Резидентом, причем с особым статусом, был Сфенальд. Это я как раз успел сосканировать с мозга попика, перед тем как стереть его память. Его особый статус заключался в том, что он самостоятельно имел право принимать любое решение, идущее, конечно, на пользу Империи.
Но меня эта информация сильно не удивила, потому что, что-то подобное, я ожидал. Просто, лишний раз убедился, что чутьё меня не подвело.
Направился на княжеский двор, чтобы встретиться с Ватажкой. Правда, он мне не был нужен сей момент, и я не стал задействовать 'глаз', поэтому и не нашёл его сразу. Оказалось, что он ускакал со своей сотней на какую-то инспекцию, а вернётся только завтра. Поэтому мне ничего не оставалось делать, как ждать. Просто слоняться по городу, или сидеть на княжеском дворе, не хотелось, поэтому я решил навестить лишний раз кузнеца Ракиту.

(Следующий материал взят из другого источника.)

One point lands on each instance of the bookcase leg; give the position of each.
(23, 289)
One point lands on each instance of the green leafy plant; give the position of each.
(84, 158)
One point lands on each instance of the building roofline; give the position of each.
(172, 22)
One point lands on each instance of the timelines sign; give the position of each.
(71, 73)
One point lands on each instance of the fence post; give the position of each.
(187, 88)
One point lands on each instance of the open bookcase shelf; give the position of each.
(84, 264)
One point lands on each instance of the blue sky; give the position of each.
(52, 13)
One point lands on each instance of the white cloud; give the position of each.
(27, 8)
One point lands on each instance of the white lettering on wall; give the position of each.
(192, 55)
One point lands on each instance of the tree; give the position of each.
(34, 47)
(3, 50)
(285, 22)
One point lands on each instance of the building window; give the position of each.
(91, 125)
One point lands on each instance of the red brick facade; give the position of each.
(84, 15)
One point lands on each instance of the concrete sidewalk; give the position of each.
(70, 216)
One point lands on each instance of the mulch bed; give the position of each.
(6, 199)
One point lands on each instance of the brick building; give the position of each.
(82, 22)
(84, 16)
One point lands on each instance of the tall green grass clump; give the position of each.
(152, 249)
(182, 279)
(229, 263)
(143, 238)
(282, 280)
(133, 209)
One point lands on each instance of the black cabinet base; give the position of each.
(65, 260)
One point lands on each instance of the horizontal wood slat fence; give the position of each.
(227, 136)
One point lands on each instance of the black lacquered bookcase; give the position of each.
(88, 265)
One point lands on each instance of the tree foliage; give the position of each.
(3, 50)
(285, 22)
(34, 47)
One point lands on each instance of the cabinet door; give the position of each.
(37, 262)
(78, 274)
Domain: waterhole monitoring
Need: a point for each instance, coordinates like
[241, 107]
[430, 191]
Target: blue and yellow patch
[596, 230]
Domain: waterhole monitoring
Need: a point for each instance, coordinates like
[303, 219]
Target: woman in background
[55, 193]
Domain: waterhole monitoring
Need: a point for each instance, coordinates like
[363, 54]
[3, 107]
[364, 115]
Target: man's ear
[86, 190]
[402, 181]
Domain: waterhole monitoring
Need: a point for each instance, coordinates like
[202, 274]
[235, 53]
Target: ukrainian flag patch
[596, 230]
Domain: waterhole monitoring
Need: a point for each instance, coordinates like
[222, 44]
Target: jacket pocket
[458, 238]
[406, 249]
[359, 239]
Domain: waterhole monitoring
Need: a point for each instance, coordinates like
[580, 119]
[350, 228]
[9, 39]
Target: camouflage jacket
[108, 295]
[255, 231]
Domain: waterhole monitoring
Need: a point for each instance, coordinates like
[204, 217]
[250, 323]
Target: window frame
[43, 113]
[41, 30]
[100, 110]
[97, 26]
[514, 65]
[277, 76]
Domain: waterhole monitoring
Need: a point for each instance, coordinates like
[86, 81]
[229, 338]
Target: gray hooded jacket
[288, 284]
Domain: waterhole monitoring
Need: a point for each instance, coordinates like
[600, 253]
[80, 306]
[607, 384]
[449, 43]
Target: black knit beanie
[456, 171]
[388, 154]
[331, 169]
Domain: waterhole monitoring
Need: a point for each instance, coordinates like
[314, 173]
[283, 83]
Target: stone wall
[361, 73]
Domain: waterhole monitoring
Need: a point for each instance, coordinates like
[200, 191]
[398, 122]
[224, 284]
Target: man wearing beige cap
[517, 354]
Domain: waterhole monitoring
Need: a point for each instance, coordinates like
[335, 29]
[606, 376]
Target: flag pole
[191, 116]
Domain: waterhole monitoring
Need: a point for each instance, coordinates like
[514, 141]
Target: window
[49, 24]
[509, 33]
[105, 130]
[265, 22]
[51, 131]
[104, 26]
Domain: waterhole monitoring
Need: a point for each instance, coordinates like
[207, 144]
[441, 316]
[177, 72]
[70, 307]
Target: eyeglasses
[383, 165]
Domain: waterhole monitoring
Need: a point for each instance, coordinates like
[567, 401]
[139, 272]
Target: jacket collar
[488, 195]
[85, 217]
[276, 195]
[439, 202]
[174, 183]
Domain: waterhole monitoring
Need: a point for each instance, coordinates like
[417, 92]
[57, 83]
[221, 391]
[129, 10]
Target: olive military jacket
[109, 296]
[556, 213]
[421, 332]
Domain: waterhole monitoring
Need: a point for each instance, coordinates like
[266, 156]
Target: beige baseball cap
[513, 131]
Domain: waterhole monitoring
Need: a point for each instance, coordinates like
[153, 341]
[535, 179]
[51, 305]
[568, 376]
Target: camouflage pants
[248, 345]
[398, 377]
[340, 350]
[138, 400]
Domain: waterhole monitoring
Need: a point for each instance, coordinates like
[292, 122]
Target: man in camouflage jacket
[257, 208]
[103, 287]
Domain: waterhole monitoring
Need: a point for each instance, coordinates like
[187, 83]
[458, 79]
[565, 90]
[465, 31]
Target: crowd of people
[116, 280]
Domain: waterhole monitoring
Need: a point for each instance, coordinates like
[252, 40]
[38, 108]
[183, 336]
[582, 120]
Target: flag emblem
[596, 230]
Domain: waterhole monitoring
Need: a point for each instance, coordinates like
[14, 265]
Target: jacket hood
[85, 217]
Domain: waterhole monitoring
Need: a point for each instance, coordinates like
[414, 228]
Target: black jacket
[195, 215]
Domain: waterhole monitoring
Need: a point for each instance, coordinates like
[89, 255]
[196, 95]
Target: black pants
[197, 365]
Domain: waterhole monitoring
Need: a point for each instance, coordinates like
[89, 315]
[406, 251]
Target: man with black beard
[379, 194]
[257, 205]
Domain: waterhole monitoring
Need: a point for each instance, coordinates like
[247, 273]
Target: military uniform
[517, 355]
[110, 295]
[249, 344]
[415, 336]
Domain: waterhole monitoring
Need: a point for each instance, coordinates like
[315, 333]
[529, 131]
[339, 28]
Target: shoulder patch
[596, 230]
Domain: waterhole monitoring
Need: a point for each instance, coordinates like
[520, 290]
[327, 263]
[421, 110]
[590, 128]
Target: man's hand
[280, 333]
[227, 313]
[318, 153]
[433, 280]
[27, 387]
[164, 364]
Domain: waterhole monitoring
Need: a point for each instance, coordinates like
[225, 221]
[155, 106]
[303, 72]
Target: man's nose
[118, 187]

Его удалось застать за работой в кузнице, в цеху по ковке кольчуг. Мне он обрадовался, и, хитро подмигнув, попросил подождать его в цеху, пока он сходит домой за одной вещью, изготовленной им недавно. Вдаваться в подробности Ракита не стал, сказал:
— Сам увидишь, — и быстро вышел из мастерской. Минут через пятнадцать он вернулся с небольшим деревянным сундучком. Хитро улыбаясь, он не стал сразу открывать его содержимое, а сказал:
— Вот, Никита, то, что лежит в сундучке, — это поиски и труды многих лет моей жизни. Сейчас они успешно закончены, и я хочу первое изделие подарить тебе. В дальней дороге, где тебя могут поджидать неприятности, этот подарок может пригодиться. А теперь сам открой сундук и оцени мою работу.
Сказано всё это было не без гордости, что означало, Раките, действительно, удалось создать, что-то необыкновенное.
Открыв сундучок, я увидел там кольчугу. Мне сразу стало понятно, что одёжка непростая. Первый секрет заключался в её весе, то есть в его отсутствии. Полноценная кольчуга двойного тонкого плетения весит, обычно, два пуда. В той, что я держал в руках, не было и пяти килограммов. К тому же она была тройного плетения, и колечки оказались настолько мелкими, что сквозь них не смог бы просунуться даже кончик стрелы. Взяв её в руки, я сразу же обратил внимание на металлический блеск, который свойственен легированной стали с примесями титана или ванадия. Но в сплаве находилось, что-то ещё, чего я никак не мог определить.
Впрочем, не было нужды спешить определять состав сплава, потому что это чудо Ракита уже подарил мне. Конечно, не примерить кольчугу, было бы свинством с моей стороны. От ключиц до живота к кольцам были 'приварены' узкие пластины из того же сплава, которые накладывались друг на дружку, как черепица на крыше. А изнутри всю площадь пластин и колец покрывал ещё один сплошной слой сплава, но очень тонкий. Двигаться, бежать, скакать на коне, даже плавать в таких доспехах, можно было безо всякого напряжения. Видя моё восхищение изделием, Ракита довольно улыбался. Когда же я вдоволь насладился подарком, и стал его снимать, то совершенно случайно увидел, что верхние пластины, кольца и внутренний слой имеют между собой зазорчики, внутри которых находятся скрученные спирали. Я понял, что мастер предусмотрел даже защиту от, просто удара, поскольку такие спирали амортизировали его и спасали человека от переломов и увечий внутренних органов.
— Да, мастер, ты силён! Такого до тебя в этом мире, думаю, ещё никто не создавал и ещё долго не создаст. Удивил, обрадовал, потряс! Других слов и подыскать не могу. А со спиральками, вообще, слов нет. До такого додуматься! Чтобы ещё и силу удара гасить!